Wochenendporträt: Werner Schnitzlein aus Friedlos wird als Prädikant verabschiedet

Jahrzehnte für die Kirche aktiv

Werner Schnitzlein wird am Sonntag 75 Jahre alt. Foto: Apel

Friedlos. Dass einer wie er in den Ruhestand tritt, kann man sich eigentlich gar nicht vorstellen. Und doch: Am Sonntag wird Werner Schnitzlein 75 Jahre alt und angesichts dessen aus Altersgründen als Prädikant der evangelischen Kirche von Kurhessen-Waldeck von Dekan Dr. Frank Hofmann und Pfarrer Jörg Scheer in der Friedloser Kirche verabschiedet.

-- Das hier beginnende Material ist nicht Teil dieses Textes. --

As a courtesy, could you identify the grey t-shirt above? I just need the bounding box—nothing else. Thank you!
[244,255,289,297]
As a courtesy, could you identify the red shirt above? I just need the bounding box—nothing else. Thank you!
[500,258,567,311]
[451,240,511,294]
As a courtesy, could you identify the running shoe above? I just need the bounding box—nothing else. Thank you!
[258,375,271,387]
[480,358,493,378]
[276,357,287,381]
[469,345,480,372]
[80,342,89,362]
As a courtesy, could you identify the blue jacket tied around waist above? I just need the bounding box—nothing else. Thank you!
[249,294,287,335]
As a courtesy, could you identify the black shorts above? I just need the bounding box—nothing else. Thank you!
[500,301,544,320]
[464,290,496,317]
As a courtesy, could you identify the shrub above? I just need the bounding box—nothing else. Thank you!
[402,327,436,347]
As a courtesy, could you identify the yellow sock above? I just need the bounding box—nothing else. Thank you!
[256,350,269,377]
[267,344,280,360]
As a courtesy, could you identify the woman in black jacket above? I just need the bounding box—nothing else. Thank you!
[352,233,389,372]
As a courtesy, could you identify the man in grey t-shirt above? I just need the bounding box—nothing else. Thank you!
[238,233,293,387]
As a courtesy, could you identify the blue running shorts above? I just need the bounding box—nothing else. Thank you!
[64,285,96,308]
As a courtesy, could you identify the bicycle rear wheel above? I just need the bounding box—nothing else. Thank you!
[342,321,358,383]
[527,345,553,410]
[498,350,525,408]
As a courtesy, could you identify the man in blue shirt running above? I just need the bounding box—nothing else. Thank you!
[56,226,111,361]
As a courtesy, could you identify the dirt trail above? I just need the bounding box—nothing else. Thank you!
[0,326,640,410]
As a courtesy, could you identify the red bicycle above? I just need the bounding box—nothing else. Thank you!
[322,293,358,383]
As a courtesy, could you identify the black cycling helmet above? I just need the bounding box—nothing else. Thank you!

Allein schon wenn man bedenkt, dass Dr. Hofmann der Nach-Nach-Nach-Nachfolger von Dekan Hermann Käberich ist, in dessen Amtszeit Schnitzlein 1968 zum Lektor berufen wurde, kann man ermessen, wie lange der 1939 in Dortmund Geborene für seine Kirche gewirkt hat. Dabei wurde dem Sohn eines Bierbrauers nicht unbedingt in die Wiege gelegt, dass er es 1978 zu einem der damals in der Landeskirche noch recht knapp gesäten Prädikanten – also zu einer Art Laienprediger mit dem Recht der freien Wortverkündigung und der Sakramentsverwaltung – und zu einem auf unglaublich vielen Ebenen ehrenamtlich Tätigen bringen würde.

Kindheit flog in die Luft

Seine Kindheit flog im Oktober des Kriegsjahres 1944, als in seinem Elternhaus bei einem der zahlreichen Luftangriffe auf die Westfalenmetropole eine Bombe explodierte, in die Luft. Was folgte, waren harte Zeiten, Schulbesuch, Lehre, Studium und die Diplomierung als Betriebswirt. Von 1953 bis 1966 galt seine Liebe dem CVJM, bei dem er als einer der jüngsten Vorsitzenden Dortmunds in die Geschichte einging. 1966 verschlug es ihn nach Bad Hersfeld, wo er 14 Jahre lang bei der damals noch selbstständigen Firma Schilde für Elektronische Datenverarbeitung und Organisation zuständig war.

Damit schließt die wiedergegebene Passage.